White Reaper Keeps It Cheap Trick Styled Loud & Colorful ‘Asking For a Ride’ (ALBUM REVIEW)

Take a random handful of both early 80’s hard rock and power pop, toss that in a blender, garnish with a slice of Blink-182 and the resulting cocktail would be called White Reaper. Their newest album, Asking for a Ride, continues the outfit’s love of bygone radio days dominated by big, guitar-driven rock sounds.

The Louisville, Kentucky-based quartet (Tony Esposito – guitar, vocals Ryan Hater – keyboard Hunter Thompson – guitar Nick Wilkerson – drums, percussion Sam Wilkerson – bass) started recording the follow-up to their major label debut (2019’s You Deserve Love) in Seattle, but things never clicked, so they decamped to Nashville and Battle Tapes Studio with engineer Jeremy Ferguson, self-producing Asking for a Ride

The resulting ten tracks run the gamut of the group’s influences and while all of them lay right on the surface, that is part of the fun.

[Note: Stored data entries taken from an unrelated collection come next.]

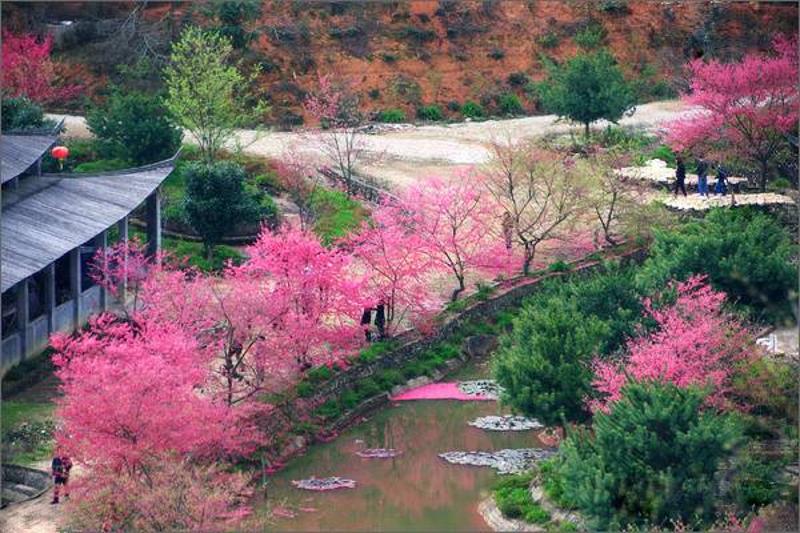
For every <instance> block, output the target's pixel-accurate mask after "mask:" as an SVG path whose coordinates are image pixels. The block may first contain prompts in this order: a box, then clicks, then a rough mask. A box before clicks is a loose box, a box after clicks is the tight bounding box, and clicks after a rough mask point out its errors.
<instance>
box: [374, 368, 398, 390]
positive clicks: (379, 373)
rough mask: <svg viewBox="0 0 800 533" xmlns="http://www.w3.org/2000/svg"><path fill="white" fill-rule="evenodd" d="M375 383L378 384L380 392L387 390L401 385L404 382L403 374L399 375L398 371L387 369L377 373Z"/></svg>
mask: <svg viewBox="0 0 800 533" xmlns="http://www.w3.org/2000/svg"><path fill="white" fill-rule="evenodd" d="M375 381H376V382H377V383H378V386H379V387H380V388H381V390H389V389H391V388H392V387H394V386H395V385H399V384H400V383H403V381H404V380H403V374H401V373H400V371H399V370H395V369H387V370H382V371H381V372H379V373H378V374H377V376H375Z"/></svg>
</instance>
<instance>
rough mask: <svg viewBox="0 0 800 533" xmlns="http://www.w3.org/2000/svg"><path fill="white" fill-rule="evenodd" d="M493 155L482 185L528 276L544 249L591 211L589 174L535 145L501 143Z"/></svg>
mask: <svg viewBox="0 0 800 533" xmlns="http://www.w3.org/2000/svg"><path fill="white" fill-rule="evenodd" d="M491 150H492V156H493V158H492V162H491V163H490V164H489V165H488V167H487V168H486V169H485V170H484V173H483V176H482V179H481V184H482V186H483V187H484V188H485V189H486V191H487V193H488V194H487V196H488V197H490V198H491V199H492V200H493V201H494V203H495V204H496V205H497V206H498V208H499V210H500V211H501V213H502V217H503V232H504V235H505V239H506V241H507V244H508V246H509V247H510V246H511V245H514V246H516V247H518V248H519V249H520V250H521V253H522V271H523V273H524V274H526V275H527V274H528V273H529V272H530V268H531V265H532V264H533V261H534V257H535V256H536V251H537V248H538V247H539V245H540V244H541V243H542V242H544V241H547V240H549V239H554V238H558V237H561V236H563V235H564V234H565V232H566V230H568V229H569V228H570V226H571V223H572V222H574V221H575V219H576V217H577V216H578V215H579V214H580V213H581V212H582V211H583V209H584V208H585V207H586V206H585V202H584V198H583V196H584V194H583V191H584V183H583V179H582V176H583V174H582V172H578V171H577V169H575V168H574V167H575V165H574V163H573V162H572V161H566V162H562V161H558V160H556V159H555V158H554V157H553V156H552V155H551V154H547V153H545V152H543V151H542V150H537V149H536V148H535V146H533V145H532V144H530V143H518V142H513V141H512V140H511V139H510V138H509V139H505V140H496V141H495V142H493V143H492V146H491ZM485 201H486V200H484V202H485Z"/></svg>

The opening title track slams the heaviest on the whole record as the punk metal aggression recalls the best parts of Metallica collaged into a blistering blast. “Bozo” stays in this vein with snotty vocals as does the more power pop-influenced “Pink Slips” which contains the White Reaper’s most insightful lyrics to date, regarding a lost generation, growing up slowly.

Another highlight offering is “Fog Machine” which cruises out of the gate with Van Halen-like riffs, gleefully deploying hammer-ons and guitar harmonies, relishing the synths and a pop metal feel in a KISS vein for mass accessibility. 

The Thin Lizzy meets Motorhead chaos of “Funny Farm” is a gas, as is the group’s dip into New Wave sprinkled with Cheap Trick-like power pop during “Getting into Trouble w/ the Boss”. White Reaper’s playful spirit takes a darker twist with the less successful ‘50’s inspired pop-punk of “Crawlspace” but it is tracks like the anthemic ‘80 soundtrack-ready “Heaven or Not” and arena rock closing “Pages” where the group shines brightest. 

In an era of stripping down sounds in all genres, White Reaper injects the outrageous, over-the-top rock back in. While nothing on Asking for a Ride is unique, White Reaper continues to happily repurpose the sounds of their heroes.